The toil before the sport
Thilo Mangold
Interacting with something new takes effort - in the kitchen, in art, or when making children. The effort is worth it: rewards await. For example, sports results.
I like to read printed newspapers. And I do so from front to back, page by page. That's how I have always done it. At first presumably because I just thought that was the way to do it.
Still today, this is how I force myself to touch on departments and topics that don't directly appeal to me.
I can get myself to do a lot of things if I think it might be worth it; to make a donation, to read, to go on a run. Not because I know it will pay off, then I wouldn't speak of effort. This happens when I only suspect it or have some faith in it. Confronting new things is exhausting, requires toil, and leads to connections. This is enriching.
That's how I see art: it offers me access, perspectives, bridges. These are often not immediately obvious, and have to settle - or sometimes have to be worked out. I believe in this so strongly that I regularly fall into a corresponding pitfall to this work ethic. In an exhibition, I read every label, every wall text. By the way, I also finish reading bad books. Admittedly, in this case, it is more difficult to speak of enrichment.
Feuilleton in sports
In the 1990s, I was a primary school student, and the Basler Zeitung always combined feuilleton and sports in the last pages. If I wanted to know how FC Basel or the regional handball teams were playing, I had to first work my way through theater reviews and exhibition notes. Through texts with words I didn't understand or between which I could hardly make a connection.
However, in the beginning, I couldn't do that with sports either. But the structuring of those tables and reports was easier to grasp. And the photos in the sports pages were also less abstract than those in other newspaper sections. Since elementary school, the structure of the newspaper has helped me to classify events in the world. There are wars and politics and weather and drama and sports. What happens can be divided into genres. Or does it even happen in genres?

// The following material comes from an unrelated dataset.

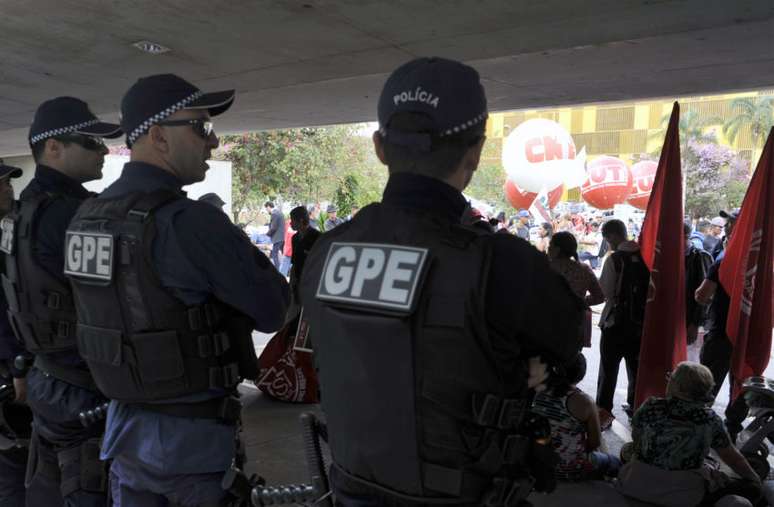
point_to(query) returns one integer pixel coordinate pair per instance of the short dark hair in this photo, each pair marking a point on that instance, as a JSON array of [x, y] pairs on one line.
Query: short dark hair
[[39, 147], [299, 213], [614, 228], [445, 152], [569, 374], [566, 243]]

At the time, Josef Zindel was a sports reporter at the Basler Zeitung who was also a cabaret artist. His style was close to that of the feuilleton, he worked with figures of speech, personal comparisons, and with a twinkle in his eye. I found that entertaining. And I think it was new. Other sports reporters (who are still mostly men) simply described sporting events chronologically.
Abdicating supreme disciplines
Zindel, it seems in retrospect, cared less about departmental boundaries than others. An architectural journalist writing about basketball (or a basketball journalist writing about architecture); now that's something I would like to read. I am convinced that they would help me to understand, put in the translation work, put things in order for me. An art critic who writes about painting is like a sports reporter writing about tennis: predictable for insiders, hard to understand for outsiders.
Classifying in genres is important; it gives structure, helps to situate. But if we overcome the genres and connect them the distinction between insiders and outsiders becomes obsolete. Exploring or dissolving genre boundaries is therefore at least as important. Those who draw over the lines create something new.
Perhaps the feuilleton is the epitome of newspaper writing. When art and culture form the superstructure of a society, it is mirrored, decomposed and renegotiated here. And yet the feuilleton is losing space and resonance - much like the decathlon, which was long regarded as the supreme discipline of sport. Are they both victims of specialization, of bubbleization?
I, for one, can hardly type the word feuilleton without having to concentrate very hard on the correct sequence of letters. And if I had to find a dictionary definition for feuilleton, I would choose: "the toil before the sport".